Setting Up and Customizing R

For the longest time I resisted customizing R for my particular environment. My philosophy has been that each R script for each separate analysis I do should be self contained such that I can rerun the script from top to bottom on any machine and get the same results. This being said, I have now encountered a situation where there are multiple researchers using multiple R instances on multiple platforms. Briefly, our setup involves a shared network drive that is accessed using Rstudio on Windows as well as Rstudio Server running on Linux. I have created a setup R script file that sets the library location to the shared drive (using the oDrive variable also set globally), install the collection of R packages we regularly use, or update them, and setup the .Rprofile script appropriately for the platform the script is running on. I have also included the Rprofile script we are using.

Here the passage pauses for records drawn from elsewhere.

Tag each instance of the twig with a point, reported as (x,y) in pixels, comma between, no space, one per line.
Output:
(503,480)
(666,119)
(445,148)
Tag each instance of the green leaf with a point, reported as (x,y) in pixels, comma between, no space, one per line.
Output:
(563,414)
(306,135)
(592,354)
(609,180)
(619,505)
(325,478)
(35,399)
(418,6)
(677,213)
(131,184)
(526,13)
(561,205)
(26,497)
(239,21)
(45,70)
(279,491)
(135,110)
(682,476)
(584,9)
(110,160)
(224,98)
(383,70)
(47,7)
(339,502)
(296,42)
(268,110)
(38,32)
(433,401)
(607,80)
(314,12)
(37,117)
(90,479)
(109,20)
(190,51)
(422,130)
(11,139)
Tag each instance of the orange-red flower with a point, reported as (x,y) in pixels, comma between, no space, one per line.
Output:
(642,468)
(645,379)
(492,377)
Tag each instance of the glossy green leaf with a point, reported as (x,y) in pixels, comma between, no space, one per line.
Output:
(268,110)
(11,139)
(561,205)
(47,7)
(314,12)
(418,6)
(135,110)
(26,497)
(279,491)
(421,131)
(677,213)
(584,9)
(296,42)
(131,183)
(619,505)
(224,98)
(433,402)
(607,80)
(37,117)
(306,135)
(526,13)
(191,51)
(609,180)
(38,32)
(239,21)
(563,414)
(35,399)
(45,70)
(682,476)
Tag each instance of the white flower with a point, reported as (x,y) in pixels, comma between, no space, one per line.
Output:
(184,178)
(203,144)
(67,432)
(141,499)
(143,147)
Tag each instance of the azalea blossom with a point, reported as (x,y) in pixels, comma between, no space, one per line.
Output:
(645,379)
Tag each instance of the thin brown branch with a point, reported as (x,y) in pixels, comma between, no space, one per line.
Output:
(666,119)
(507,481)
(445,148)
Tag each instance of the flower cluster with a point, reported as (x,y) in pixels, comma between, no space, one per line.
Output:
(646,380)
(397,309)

Please provide comments about how you customize R for your needs.

My setup R script.

#List of most used R packages that we wish to install.
libraries = c('cacheSweave', 'Deducer', 'devtools', 'doBy', 'foreign', 'gdata',
'ggplot2', 'Hmisc', 'JGR', 'lubridate', 'maps', 'mapdata', 'mapproj',
'maptools', 'proto', 'psych', 'R2wd', 'RCurl', 'reshape',
'RODBC', 'roxygen2', 'seqinr', 'sm', 'sp', 'sqldf', 'survey',
'WriteXLS', 'XML', 'xtable')

#We will install packages from the main CRAN site
repos = 'http://cran.r-project.org'
#Site provides some prebuilt binaries for Windows
repos.win = 'http://www.stats.ox.ac.uk/pub/RWin'
#URL for the R-Forge repository.
repos.rforge = 'http://r-forge.r-project.org'

#Type of download for install.packages. Default to source
.type = 'source'
.libLoc = ''

if(Sys.info()['sysname'] == 'Windows') {
#TODO: Install Oracle client
#path = Sys.getenv('PATH')
#path = paste('c:\\instantclient_11_1;',path, sep='')
#system(paste('Setx PATH "', path, '"', sep=''))

oDrive = 'o:/'
memory.limit(size=4095) #Set to 4GB (for 64-bit Windows, this can be much larger)
#Set the R_LIBS environment varaible. This assumes the Setx program is installed
#(this is included with the Service Pack 2 Support Tools)
system(paste('Setx R_LIBS ', oDrive, 'R/library/Windows', sep=''))
#We will manually add to libPaths since the system variable will not take
#effect until R is restarted.
.libLoc = paste(oDrive, 'R/library/Windows', sep='')
repos = c(repos, repos.win) #Add the Windows repos for use below
# Set system environment varaible R_PROFILE
system(paste('Setx R_PROFILE ', oDrive, 'R/Rprofile', sep=''))
.type = 'win.binary'
} else if(Sys.info()['sysname'] == 'Linux') {
oDrive = '/n01/OutcomesAssessment/'
file.copy(paste(oDrive, 'R/Rprofile', sep=''), '~/.Rprofile', overwrite=TRUE)
#.libPaths(paste(oDrive, 'R/library/Linux', sep=''))
.libLoc = paste(oDrive, 'R/library/Linux', sep='')
} else {
stop('Unsupported operating system!')
}

.libPaths(.libLoc)

is_installed <- function(mypkg) is.element(mypkg, installed.packages()[,1])

#Only load packages that are not already installed.
for(l in libraries) {
if(!is_installed(l)) {
install.packages(l, repos=repos, dep=TRUE, lib=.libLoc, type=.type,
destdir=paste(oDrive, 'R/library/download', sep=''))
}
}

#Make sure we have the latest versions of the packages
update.packages(repos=repos, ask=FALSE, lib.loc=.libLoc,
destdir=paste(oDrive, 'R/library/download', sep=''))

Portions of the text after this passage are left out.